Серафимушко стонал все громче и громче, слезы текли по его подергивающимся щекам. Габа встал и, придерживаясь одной рукой за кровать, направился к Серафиму. Отодвинул полковника и, наклонившись к трясущемуся и мокрому лицу с голубыми глазами, спросил:
— Доктора позвать?
И Серафим дернул головой, что, мол, нет, не надо.
— Ага, — сказал Габа, повернулся к полковнику. — Беритесь, полковник. — Они взялись и вывернули Серафима на пол. На полу он затих. Посидел немного, освоился и пошел стирать белье.
«Здравствуй, девочка моя любимая!
Снова пишу тебе письмо. Представляешь, сегодня целый день ходил по городу, выискивая тебя. И знал же точно, что нет тебя, нет тебя здесь, а все равно ходил, и сердце бухало, окаянное, — все думал: вот зайду за угол, а там — она. И ветер, ветер такой был. Пыли и мусора кучи летают. Смерчей много в городе завелось. С чего бы это. И хожу, думаю: вот зайду за угол, а там — она. Все беляши ел. Устану, ничего, сел, съел беляш — и дальше иду. Я, знаешь, выносливый такой стал, особенно после больницы. Там-то я долгонько вылеживался. И иду все, знаешь, и думаю: вот сейчас за угол — а там она стоит, и уютно мне сразу как-то делается. Вот так, гуляючи, и провожу я свое время. Я понимаю, конечно, что нельзя, наверно, мне спрашивать, но все же хотелось бы и мне знать, что ты и как ты».

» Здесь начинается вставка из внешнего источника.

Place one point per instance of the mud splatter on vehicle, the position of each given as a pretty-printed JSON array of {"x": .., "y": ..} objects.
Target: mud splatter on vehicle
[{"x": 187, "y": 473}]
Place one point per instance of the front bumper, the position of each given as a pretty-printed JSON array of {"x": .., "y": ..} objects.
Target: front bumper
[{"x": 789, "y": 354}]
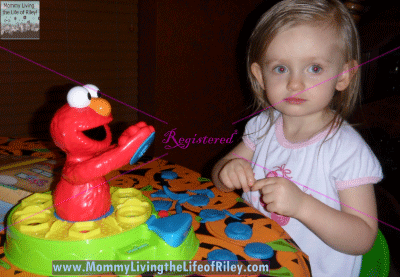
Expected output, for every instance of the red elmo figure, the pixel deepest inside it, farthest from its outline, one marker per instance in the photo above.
(80, 128)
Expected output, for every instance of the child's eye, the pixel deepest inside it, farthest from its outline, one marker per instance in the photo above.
(280, 69)
(315, 69)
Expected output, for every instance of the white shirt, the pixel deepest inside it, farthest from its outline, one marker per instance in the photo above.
(343, 161)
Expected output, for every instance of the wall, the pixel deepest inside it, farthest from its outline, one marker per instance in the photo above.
(197, 84)
(88, 42)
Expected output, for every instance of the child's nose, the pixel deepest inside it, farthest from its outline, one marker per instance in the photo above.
(295, 83)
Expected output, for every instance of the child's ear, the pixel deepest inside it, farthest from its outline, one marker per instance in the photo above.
(344, 79)
(257, 73)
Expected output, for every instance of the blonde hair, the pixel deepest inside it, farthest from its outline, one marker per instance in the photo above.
(291, 13)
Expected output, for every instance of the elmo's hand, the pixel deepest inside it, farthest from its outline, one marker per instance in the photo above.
(136, 133)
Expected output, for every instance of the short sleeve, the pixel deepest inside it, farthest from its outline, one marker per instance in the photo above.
(354, 163)
(255, 129)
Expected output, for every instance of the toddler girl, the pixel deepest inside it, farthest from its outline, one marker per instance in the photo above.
(300, 162)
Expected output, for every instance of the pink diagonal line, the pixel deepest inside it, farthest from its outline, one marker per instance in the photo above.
(322, 194)
(319, 84)
(38, 64)
(87, 190)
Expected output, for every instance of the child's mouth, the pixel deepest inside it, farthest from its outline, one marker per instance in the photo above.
(293, 100)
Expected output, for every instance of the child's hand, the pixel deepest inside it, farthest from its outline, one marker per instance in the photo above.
(280, 195)
(237, 174)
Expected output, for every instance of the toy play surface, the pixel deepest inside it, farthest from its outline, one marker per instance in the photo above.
(131, 231)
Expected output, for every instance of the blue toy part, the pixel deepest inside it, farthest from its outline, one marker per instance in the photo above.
(172, 229)
(222, 255)
(168, 174)
(182, 197)
(142, 148)
(198, 200)
(259, 250)
(162, 205)
(178, 207)
(211, 215)
(206, 192)
(159, 193)
(238, 231)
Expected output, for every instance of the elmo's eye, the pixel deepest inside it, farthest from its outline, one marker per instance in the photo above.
(78, 97)
(93, 90)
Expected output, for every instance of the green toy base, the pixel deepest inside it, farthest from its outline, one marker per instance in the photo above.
(35, 255)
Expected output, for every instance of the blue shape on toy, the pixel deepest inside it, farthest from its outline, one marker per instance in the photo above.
(259, 250)
(170, 175)
(178, 208)
(162, 205)
(206, 192)
(211, 215)
(198, 200)
(238, 231)
(142, 148)
(182, 197)
(222, 255)
(159, 193)
(172, 229)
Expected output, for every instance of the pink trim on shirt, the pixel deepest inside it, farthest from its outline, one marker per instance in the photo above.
(280, 136)
(249, 143)
(341, 185)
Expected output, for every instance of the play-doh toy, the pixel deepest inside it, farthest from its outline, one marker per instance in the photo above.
(134, 231)
(83, 218)
(80, 128)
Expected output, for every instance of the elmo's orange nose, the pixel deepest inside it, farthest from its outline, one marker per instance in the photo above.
(100, 106)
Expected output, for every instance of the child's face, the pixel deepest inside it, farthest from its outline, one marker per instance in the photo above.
(297, 59)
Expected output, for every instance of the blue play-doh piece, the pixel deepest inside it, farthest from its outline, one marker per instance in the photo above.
(142, 148)
(198, 200)
(211, 215)
(172, 229)
(159, 193)
(162, 205)
(259, 250)
(238, 231)
(170, 175)
(222, 255)
(206, 192)
(235, 216)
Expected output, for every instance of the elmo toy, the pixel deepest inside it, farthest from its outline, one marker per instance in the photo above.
(80, 128)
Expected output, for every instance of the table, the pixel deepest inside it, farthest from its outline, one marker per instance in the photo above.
(211, 234)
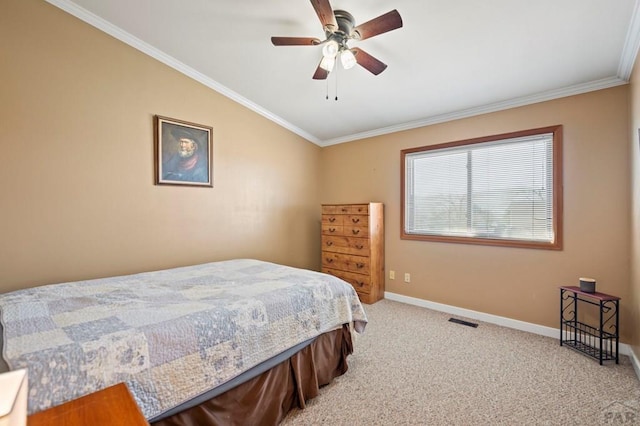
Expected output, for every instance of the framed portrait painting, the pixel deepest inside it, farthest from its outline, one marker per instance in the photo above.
(183, 153)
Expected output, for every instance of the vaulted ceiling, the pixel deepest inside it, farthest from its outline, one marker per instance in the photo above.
(451, 59)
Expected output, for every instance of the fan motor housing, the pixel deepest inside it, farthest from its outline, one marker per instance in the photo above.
(346, 23)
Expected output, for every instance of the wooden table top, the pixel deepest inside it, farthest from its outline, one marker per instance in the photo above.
(113, 406)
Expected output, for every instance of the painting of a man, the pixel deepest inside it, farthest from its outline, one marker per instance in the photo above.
(185, 154)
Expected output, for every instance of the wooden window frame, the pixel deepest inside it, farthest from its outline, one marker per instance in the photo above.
(557, 192)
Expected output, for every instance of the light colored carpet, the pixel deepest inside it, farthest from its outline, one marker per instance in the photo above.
(413, 367)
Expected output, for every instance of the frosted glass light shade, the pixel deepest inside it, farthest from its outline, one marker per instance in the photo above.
(13, 398)
(330, 49)
(327, 63)
(348, 59)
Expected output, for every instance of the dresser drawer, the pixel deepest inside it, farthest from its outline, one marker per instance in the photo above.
(333, 219)
(346, 262)
(330, 229)
(346, 245)
(362, 209)
(355, 231)
(356, 220)
(362, 283)
(358, 209)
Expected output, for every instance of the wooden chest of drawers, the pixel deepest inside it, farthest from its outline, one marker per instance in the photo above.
(353, 246)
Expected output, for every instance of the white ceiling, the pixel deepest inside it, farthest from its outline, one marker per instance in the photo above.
(451, 59)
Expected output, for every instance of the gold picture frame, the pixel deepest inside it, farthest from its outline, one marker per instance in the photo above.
(183, 153)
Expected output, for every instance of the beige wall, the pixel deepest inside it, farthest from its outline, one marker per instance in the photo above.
(510, 282)
(78, 199)
(635, 200)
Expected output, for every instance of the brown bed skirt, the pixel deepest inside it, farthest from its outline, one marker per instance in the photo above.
(267, 398)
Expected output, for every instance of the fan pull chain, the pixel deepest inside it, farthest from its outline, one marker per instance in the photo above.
(337, 82)
(327, 85)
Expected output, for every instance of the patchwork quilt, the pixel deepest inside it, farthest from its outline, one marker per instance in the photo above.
(169, 335)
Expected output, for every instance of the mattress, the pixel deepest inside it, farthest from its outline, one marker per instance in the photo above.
(172, 336)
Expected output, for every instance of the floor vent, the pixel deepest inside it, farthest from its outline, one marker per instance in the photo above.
(467, 323)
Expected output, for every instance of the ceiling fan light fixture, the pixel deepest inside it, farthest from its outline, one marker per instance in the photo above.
(348, 59)
(330, 49)
(327, 63)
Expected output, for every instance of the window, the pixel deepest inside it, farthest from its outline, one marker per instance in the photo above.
(498, 190)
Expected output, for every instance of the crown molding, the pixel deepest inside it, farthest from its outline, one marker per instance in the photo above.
(484, 109)
(631, 45)
(629, 53)
(147, 49)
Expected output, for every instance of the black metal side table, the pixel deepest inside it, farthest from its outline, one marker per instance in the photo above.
(599, 341)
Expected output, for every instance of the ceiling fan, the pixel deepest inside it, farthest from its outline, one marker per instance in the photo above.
(339, 27)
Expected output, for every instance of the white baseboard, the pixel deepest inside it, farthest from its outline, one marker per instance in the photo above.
(635, 362)
(503, 321)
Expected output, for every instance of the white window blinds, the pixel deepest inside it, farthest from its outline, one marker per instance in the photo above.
(497, 190)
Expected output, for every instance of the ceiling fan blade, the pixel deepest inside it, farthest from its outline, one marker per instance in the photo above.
(295, 41)
(321, 73)
(325, 13)
(368, 62)
(382, 24)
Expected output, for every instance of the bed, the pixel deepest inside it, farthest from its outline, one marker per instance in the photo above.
(230, 342)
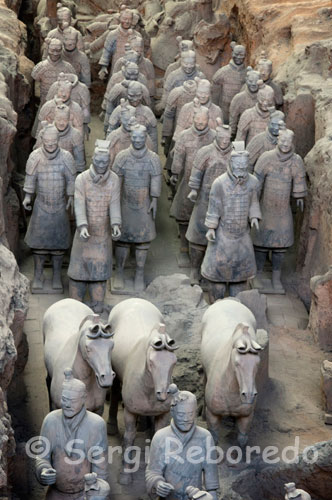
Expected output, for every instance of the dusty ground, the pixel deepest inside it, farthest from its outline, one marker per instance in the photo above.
(290, 406)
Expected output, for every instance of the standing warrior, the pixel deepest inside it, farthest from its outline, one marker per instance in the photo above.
(50, 174)
(264, 67)
(187, 71)
(203, 94)
(143, 114)
(281, 174)
(70, 138)
(244, 100)
(229, 80)
(139, 170)
(98, 220)
(255, 120)
(64, 20)
(230, 254)
(210, 162)
(78, 59)
(265, 141)
(169, 472)
(187, 146)
(74, 436)
(114, 46)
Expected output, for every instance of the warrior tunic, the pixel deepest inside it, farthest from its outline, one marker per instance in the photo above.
(168, 461)
(210, 162)
(51, 176)
(231, 257)
(186, 148)
(280, 176)
(89, 432)
(97, 206)
(140, 174)
(226, 83)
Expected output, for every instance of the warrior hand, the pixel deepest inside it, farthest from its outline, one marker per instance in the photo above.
(174, 179)
(87, 131)
(84, 233)
(192, 196)
(254, 223)
(103, 73)
(26, 202)
(116, 232)
(153, 207)
(70, 204)
(300, 204)
(211, 235)
(48, 476)
(164, 489)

Сережа писал стоя, а печатал сидя. Сидеть он уже не мог, и поэтому только стоял, положив листы на подоконник. Потом Габа не заметил, когда он оказался дома. Переход какой-то был, но какой — Габе не понять. Просто снова был дом, и хотелось есть. Он подошел к календарю и долго изучал этот документ эпохи, затем зачеркнул крестиками длинный ряд цифр, по его мнению, обозначавший уже прожитые им дни, и, подняв вверх один палец, громко крикнул:
— Один, господа!
Сварил макароны и съел. Принес пишущую машинку и, продолжая жевать хлеб, слегка поперченный и посыпанный солью, напечатал следующее:
Начальнику Главного
управления всей милиции
этого города
Генералу такому-то.
Заявление
Я, Сергей Викторович Габинский, 20 такого-то числа утерявший труп своей любимой женщины, заявляю, что труп мною найден и предан кремации в микроволновой печке «Фунай». Дальнейшие розыски считаю неуместными. От себя прошу направить в палату такую-то дома покоя номер такой-то букет роз и две банки смородинового варенья, кои и прилагаю к оному посланию в самых изысканных выражениях слез.
Последние числа месяца января.
Трепещущий нежно космонавт в отставке гражданин мира
Ванька Жуков.
Габа отпихнул от себя машинку. Залез на стол и начал снимать занавески. Снял и вместе с ними пошел в ванную. Долго стирал хозяйственным мылом. Отжал и мокрыми снова повесил на место. Они начали капать. Капли и струйки сбегали вниз по окну, по подоконнику, на пол и на стол. Габа смотрел на них, смотрел и загрустил. «Дождь шел за окном и проник в дом, — думал Габа. — Он проник, а я уйду, сирый и одноногий».